El domingo nos levantamos tarde, todavía arrastrando el cansancio del viaje, y cuando salimos de Nauplia con nuestro cochecillo ya caía el sol cocinheiro da gente, que cantan Les Luthier. Menos mal que el navegador del coche nos llevó por atajos inverosímiles, entre campos de granados, naranjos, albérchigos, cipreses y melocotoneros, hasta una pequeña colina sobre la que se levantaba Tirinto, una de las muchas fortalezas micénicas que existieron en la Argólida.

Tirinto impresiona nada más acercarse: estaba rodeada por unos muros ciclópeos, construidos con sillares de varias toneladas de peso, que resulta difícil entender cómo los pudieron mover en el siglo XIII ANE. No en vano Homero la llamó “la bien amurallada” y Pausanias, autor en el siglo II de la primera guía de viajes por Grecia que se conoce, decía que “sus piedras sin labrar son tan grandes que dos mulas no pueden siquiera mover la más pequeña de ellas”. Si hoy en día parece inexpugnable, me imagino lo que debían sentir al verla no solo cualquier presunto atacante, sino también los esclavos y siervos que tuvieron que construirla, a la vez que cultivaban alimentos para el rey y los nobles que allí vivían.

Comparado con las murallas, el palacio real no parece que fuera gran cosa: el salón de trono tenía solo unos cuarenta metros cuadrados y el dormitorio de rey no más de diez o doce. Muy poco para hoy en día, pero probablemente mucho en aquellos tiempos, sobre todo si lo comparamos con las viviendas de los siervos.

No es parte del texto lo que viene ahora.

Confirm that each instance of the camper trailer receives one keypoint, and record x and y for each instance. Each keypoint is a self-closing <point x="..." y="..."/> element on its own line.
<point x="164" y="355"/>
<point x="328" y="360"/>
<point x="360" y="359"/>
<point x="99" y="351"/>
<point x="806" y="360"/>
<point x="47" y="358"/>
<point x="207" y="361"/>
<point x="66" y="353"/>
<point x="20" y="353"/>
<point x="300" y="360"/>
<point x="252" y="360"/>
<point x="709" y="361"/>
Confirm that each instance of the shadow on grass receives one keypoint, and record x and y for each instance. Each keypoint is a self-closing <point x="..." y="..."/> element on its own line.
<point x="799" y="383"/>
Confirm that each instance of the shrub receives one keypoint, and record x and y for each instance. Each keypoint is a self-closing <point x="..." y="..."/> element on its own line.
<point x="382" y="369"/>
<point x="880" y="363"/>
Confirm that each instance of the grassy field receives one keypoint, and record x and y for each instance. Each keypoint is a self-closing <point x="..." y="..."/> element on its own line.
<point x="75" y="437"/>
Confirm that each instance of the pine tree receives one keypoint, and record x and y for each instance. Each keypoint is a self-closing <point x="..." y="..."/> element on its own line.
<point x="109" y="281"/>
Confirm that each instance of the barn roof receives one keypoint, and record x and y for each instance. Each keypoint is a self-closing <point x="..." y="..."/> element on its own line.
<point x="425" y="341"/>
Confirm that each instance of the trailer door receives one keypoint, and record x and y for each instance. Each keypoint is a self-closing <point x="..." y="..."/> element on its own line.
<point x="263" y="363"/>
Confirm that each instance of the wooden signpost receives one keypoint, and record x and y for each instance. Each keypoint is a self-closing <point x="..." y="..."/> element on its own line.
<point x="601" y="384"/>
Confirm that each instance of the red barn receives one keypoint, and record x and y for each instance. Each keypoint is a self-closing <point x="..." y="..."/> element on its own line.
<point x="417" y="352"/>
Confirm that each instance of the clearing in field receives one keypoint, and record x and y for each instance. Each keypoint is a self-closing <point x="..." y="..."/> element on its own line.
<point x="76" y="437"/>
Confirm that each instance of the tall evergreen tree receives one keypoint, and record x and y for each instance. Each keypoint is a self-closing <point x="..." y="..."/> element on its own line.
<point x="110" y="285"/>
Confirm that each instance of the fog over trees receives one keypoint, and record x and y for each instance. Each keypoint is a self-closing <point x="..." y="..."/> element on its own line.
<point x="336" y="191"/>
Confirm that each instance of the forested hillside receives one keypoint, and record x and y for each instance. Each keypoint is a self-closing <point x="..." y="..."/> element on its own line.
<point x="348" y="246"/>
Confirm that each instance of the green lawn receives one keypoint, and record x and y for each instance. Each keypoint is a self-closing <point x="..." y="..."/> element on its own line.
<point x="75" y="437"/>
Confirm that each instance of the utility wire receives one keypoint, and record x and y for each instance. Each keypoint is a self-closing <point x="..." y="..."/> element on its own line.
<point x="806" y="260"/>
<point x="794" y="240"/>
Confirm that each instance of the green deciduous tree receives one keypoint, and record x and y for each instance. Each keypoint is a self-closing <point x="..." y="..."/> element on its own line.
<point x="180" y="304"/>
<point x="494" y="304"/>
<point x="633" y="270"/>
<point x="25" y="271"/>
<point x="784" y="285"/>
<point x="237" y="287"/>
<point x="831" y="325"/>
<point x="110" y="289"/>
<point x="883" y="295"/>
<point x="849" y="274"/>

Terminada la visita a Tirinto y dando un salto en el tiempo nos acercamos a la vecina Argos, en la que vivieron los aqueos Agamenón y Orestes y que fue una importante capital de los dorios. En guerra casi permanente con Esparta, Micenas y Tirinto, quizás su mayor aportación a la cultura política haya sido la invención del ostracismo, hoy en día por desgracia en desuso. El ostracismo consistía en reunirse un número suficiente de electores como para que hubiera quórum; cada votante escribía en un pedazo de vasija el nombre del conciudadano al que consideraba más impresentable y el que obtenía más votos era expulsado durante diez años de la ciudad y sus dominios. ¡La de disgustos que íbamos a ahorrarnos si lo aplicáramos aquí, tanto a nivel local como autonómico y estatal!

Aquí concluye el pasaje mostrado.